Concurrency: An Overview

Introduction to Concurrency

Concurrency: Doing more than one thing at a time.

Examples: End-user applications use concurrency to respond to user input while writing to a database. Server applications use concurrency to respond to a second request while finishing the first request.

Multithreading: A form of concurrency that uses multiple threads of execution.

Parallel Processing: Doing lots of work by dividing it up among multiple threads that run concurrently.

Parallel processing is one type of multithreading, and multithreading is one type of concurrency.

Asynchronous Programming: A form of concurrency that uses futures or callbacks to avoid unnecessary threads.

A future (or promise) is a type that represents some operation that will complete in the future. The modern future types in .NET are Task and Task<TResult>.

Reactive Programming: A declarative style of programming where the application reacts to events.

Introduction to Asynchronous Programming

Modern asynchronous .NET applications use two keywords: async and await. The async keyword is added to a method declaration, and its primary purpose is to enable the await keyword within that method. An async method should return Task<TResult>. if it returns a value, or Task if it does not return a value.

When you await a task, a context is captured when the await decides to pause the method. This context is the current SynchronizationContext unless it is null, in which case the context is the current TaskScheduler. The method resumes executing within that captured context. Usually, this context is the UI context (if you’re on the UI thread), an ASP.NET request context (if you’re processing an ASP.NET request), or the thread pool context (most other situations).

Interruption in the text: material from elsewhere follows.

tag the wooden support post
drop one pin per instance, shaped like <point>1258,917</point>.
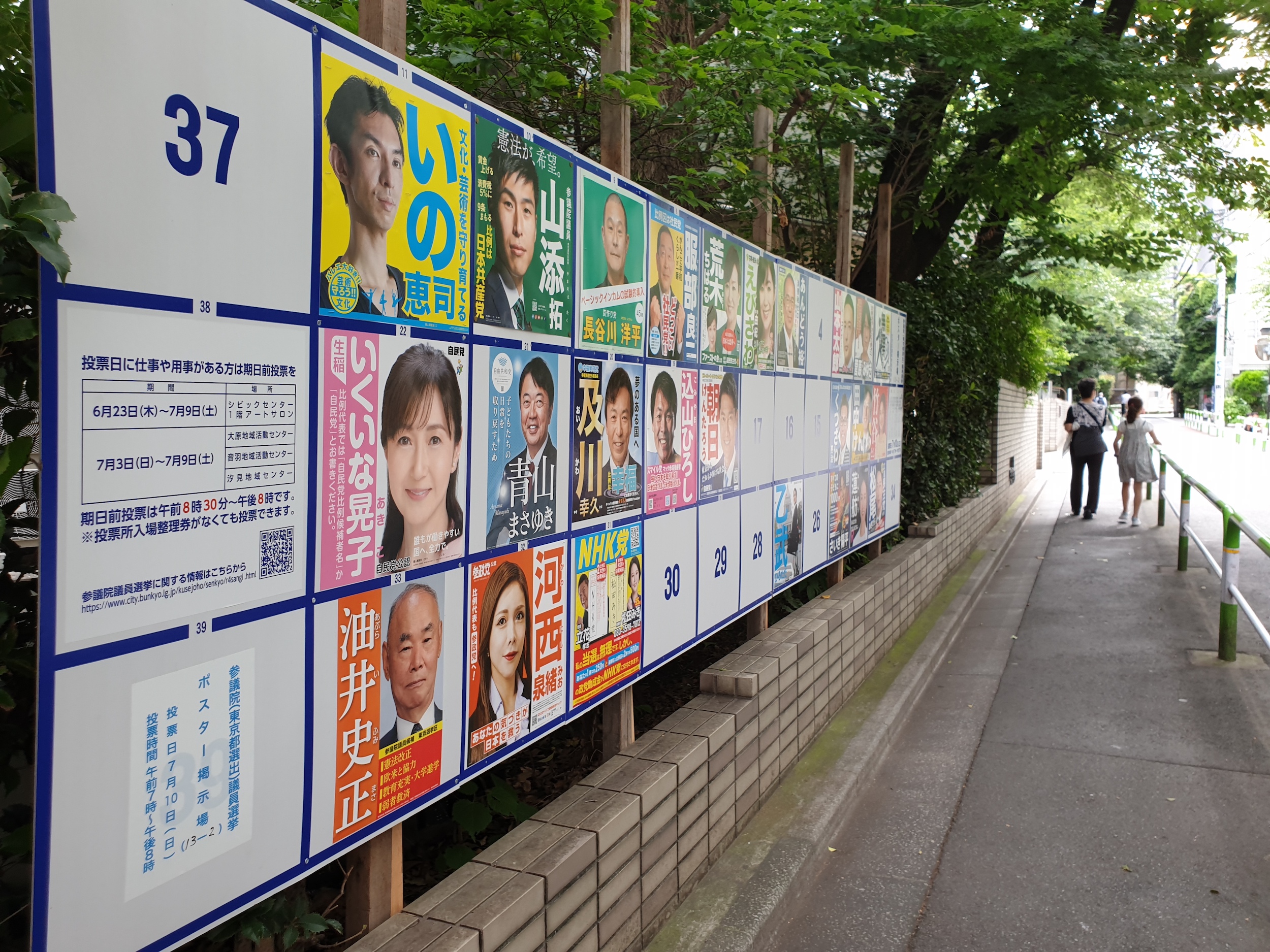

You can avoid this default behavior by awaiting the result of the ConfigureAwait extension method and passing false for the continueOnCapturedContext parameter.

For ASP.NET Core:

ConfigureAwait only has effects on code running in the context of a SynchronizationContext which ASP.NET Core doesn't have, so the call to ConfigureAwait(false) is redundant and does nothing.

Introduction to Multithreaded Programming

A thread is an independent executor.

Each thread has its own independent stack but shares the same memory with all the other threads in a process.

Every .NET application has a thread pool. The thread pool maintains a number of worker threads that are waiting to execute whatever work you have for them to do.

Collections for Concurrent Applications

Concurrent collections allow multiple threads to update them simulatenously in a safe way. Most concurrent collections use snapshots to allow one thread to enumerate the values while another thread may be adding or removing values.

An immutable collection cannot actually be modified; instead, to modify an immutable collection, you create a new collection that represents the modified collection.